MPI programs can be compiled using the compiler wrapper scripts mpicc, mpicxx, and mpif90. These scripts invoke the Intel compilers and link against the SGI MPT (multi-processing toolkit) library. Use the mpirun command to launch an MPI program, for example:

mpicc -o prog prog.c
mpirun -np 8 ./prog

After your program is compiled and tested, you can submit large-scale production runs to the batch job system. Here are some sample TORQUE batch job scripts for MPI-based programs.

#!/bin/bash
#PBS -S /bin/bash

## procs should be a multiple of 16
## pmem (per core memory) should avoid multiple of 8 GB

#PBS -l pmem=8190mb
#PBS -l procs=256
#PBS -l walltime=12:00:00
#PBS -m bea
#PBS -M yourEmail@address

cd $PBS_O_WORKDIR

mpirun -np $PBS_NP ./prog > out

This second example is for an MPI job using more than 64 GB of memory per core.

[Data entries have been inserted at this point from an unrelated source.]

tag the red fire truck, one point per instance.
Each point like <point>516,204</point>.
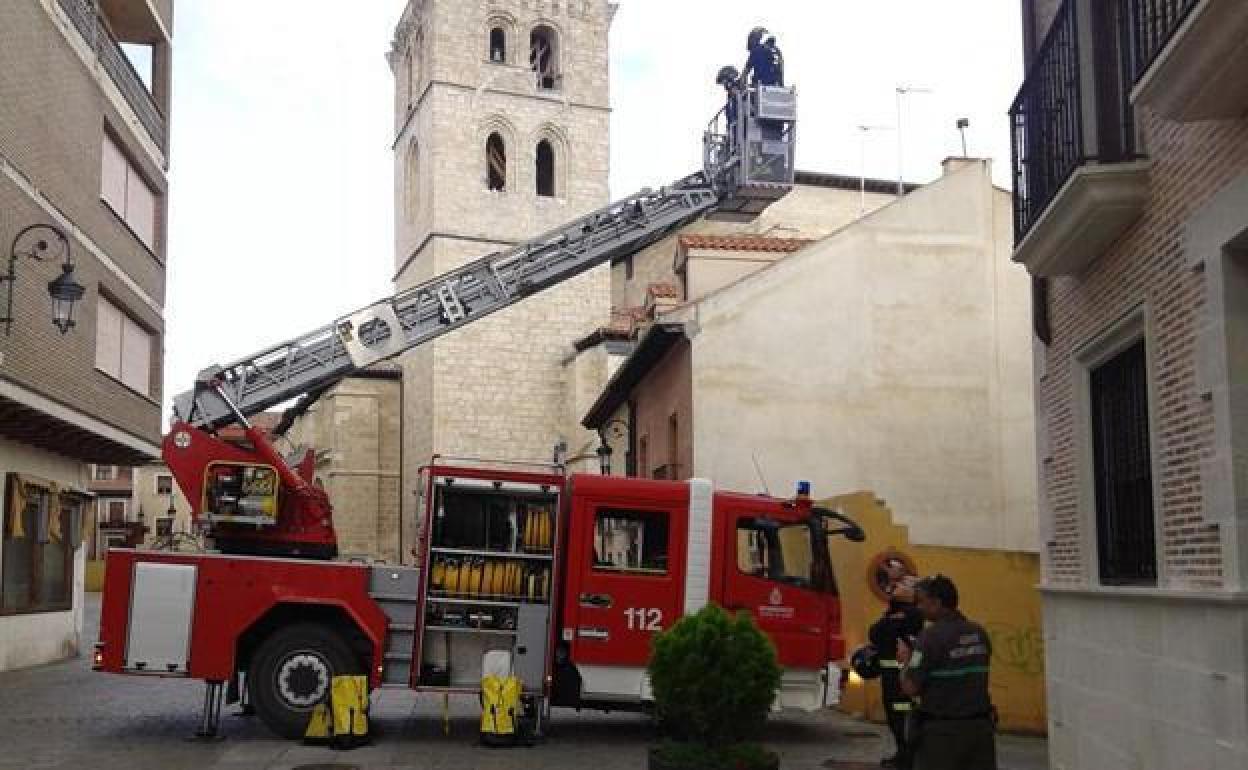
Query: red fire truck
<point>570,574</point>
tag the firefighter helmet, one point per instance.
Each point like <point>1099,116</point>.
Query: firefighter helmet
<point>865,662</point>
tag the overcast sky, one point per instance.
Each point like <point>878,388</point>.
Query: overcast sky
<point>281,181</point>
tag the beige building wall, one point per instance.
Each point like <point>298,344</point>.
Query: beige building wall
<point>355,431</point>
<point>808,211</point>
<point>494,388</point>
<point>34,638</point>
<point>892,356</point>
<point>155,506</point>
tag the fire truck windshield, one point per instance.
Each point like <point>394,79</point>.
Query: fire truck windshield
<point>776,552</point>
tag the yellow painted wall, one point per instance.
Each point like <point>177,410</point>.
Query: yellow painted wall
<point>996,589</point>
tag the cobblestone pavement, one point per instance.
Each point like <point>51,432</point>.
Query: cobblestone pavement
<point>64,715</point>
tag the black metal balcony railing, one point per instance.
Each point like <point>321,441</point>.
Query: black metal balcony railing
<point>1047,122</point>
<point>670,472</point>
<point>1065,117</point>
<point>86,19</point>
<point>1153,24</point>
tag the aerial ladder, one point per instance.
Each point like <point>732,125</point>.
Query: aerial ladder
<point>252,502</point>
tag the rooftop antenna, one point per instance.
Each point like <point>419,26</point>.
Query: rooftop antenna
<point>862,132</point>
<point>759,471</point>
<point>904,91</point>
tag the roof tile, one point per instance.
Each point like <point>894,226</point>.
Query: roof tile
<point>743,242</point>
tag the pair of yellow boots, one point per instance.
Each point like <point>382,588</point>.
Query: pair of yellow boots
<point>343,721</point>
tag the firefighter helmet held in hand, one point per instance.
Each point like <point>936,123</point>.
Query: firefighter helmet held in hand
<point>865,662</point>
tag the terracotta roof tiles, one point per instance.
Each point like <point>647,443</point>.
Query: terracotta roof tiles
<point>743,242</point>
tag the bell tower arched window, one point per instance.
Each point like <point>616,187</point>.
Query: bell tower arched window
<point>544,56</point>
<point>546,186</point>
<point>413,181</point>
<point>496,162</point>
<point>498,45</point>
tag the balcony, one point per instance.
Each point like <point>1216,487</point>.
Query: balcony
<point>1189,58</point>
<point>91,25</point>
<point>1077,177</point>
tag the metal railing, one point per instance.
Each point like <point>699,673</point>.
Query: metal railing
<point>1047,122</point>
<point>85,16</point>
<point>670,472</point>
<point>1153,24</point>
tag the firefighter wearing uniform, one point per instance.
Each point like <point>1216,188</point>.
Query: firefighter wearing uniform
<point>901,620</point>
<point>765,64</point>
<point>947,672</point>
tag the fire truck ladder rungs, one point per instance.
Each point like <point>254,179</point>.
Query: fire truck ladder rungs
<point>417,315</point>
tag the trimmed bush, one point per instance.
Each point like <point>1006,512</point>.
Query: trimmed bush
<point>714,678</point>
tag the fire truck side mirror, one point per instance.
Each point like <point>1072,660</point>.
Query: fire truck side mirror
<point>850,531</point>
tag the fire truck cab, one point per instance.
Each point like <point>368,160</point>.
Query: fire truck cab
<point>572,577</point>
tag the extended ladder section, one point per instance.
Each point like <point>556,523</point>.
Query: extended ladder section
<point>745,174</point>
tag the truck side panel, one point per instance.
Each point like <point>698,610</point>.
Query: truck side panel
<point>231,594</point>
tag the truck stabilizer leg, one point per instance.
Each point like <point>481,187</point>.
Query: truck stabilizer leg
<point>210,721</point>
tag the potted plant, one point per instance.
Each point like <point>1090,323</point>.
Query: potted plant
<point>714,678</point>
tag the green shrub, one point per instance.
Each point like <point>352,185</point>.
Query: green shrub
<point>697,756</point>
<point>714,678</point>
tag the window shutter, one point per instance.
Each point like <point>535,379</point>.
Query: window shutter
<point>107,338</point>
<point>141,209</point>
<point>112,176</point>
<point>136,357</point>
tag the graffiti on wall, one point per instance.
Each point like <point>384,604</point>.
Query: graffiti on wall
<point>1020,649</point>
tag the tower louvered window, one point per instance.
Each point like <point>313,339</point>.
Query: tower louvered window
<point>496,162</point>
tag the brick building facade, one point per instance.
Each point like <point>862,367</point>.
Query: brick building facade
<point>84,149</point>
<point>1138,268</point>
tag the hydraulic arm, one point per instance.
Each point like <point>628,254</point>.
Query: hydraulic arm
<point>253,502</point>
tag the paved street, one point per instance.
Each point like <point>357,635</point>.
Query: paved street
<point>65,715</point>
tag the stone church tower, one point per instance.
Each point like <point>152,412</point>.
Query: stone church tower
<point>501,124</point>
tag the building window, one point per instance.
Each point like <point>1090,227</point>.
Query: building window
<point>496,161</point>
<point>673,439</point>
<point>122,348</point>
<point>498,45</point>
<point>126,194</point>
<point>546,169</point>
<point>409,76</point>
<point>36,565</point>
<point>544,56</point>
<point>1122,468</point>
<point>630,540</point>
<point>412,179</point>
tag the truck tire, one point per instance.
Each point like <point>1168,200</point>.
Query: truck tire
<point>292,672</point>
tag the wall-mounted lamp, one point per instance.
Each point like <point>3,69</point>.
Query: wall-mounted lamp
<point>612,428</point>
<point>41,242</point>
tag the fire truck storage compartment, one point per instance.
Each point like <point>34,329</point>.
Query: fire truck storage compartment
<point>161,607</point>
<point>491,558</point>
<point>396,589</point>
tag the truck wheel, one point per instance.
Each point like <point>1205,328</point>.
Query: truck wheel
<point>292,672</point>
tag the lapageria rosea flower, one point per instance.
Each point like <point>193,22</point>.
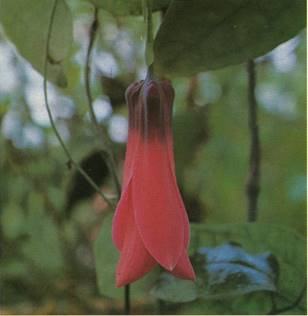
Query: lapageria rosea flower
<point>150,225</point>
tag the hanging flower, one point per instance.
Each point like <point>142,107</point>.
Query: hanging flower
<point>150,225</point>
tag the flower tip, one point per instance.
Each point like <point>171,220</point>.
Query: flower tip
<point>120,281</point>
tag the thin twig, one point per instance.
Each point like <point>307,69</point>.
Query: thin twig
<point>253,183</point>
<point>101,132</point>
<point>276,311</point>
<point>127,299</point>
<point>70,159</point>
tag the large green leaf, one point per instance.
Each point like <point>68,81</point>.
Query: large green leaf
<point>26,25</point>
<point>200,35</point>
<point>106,258</point>
<point>124,7</point>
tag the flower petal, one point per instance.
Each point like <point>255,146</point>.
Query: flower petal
<point>135,261</point>
<point>121,217</point>
<point>158,213</point>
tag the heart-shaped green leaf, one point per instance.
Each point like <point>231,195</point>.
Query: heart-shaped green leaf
<point>200,35</point>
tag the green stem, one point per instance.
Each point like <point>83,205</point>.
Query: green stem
<point>70,159</point>
<point>102,133</point>
<point>253,183</point>
<point>149,55</point>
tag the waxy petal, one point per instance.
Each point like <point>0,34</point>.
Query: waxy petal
<point>135,261</point>
<point>158,214</point>
<point>121,218</point>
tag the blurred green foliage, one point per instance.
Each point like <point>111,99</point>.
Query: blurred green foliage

The dplace command is used to distribute the MPI tasks evenly among the set of allocated cores and memory nodes.

#!/bin/bash
#PBS -S /bin/bash

#PBS -l procs=32
#PBS -l pmem=65520mb
#PBS -l walltime=12:00:00

cd $PBS_O_WORKDIR

mpirun -np 16 dplace -s1 -c 0-31:2 ./prog > out

 


Updated 2012-06-05.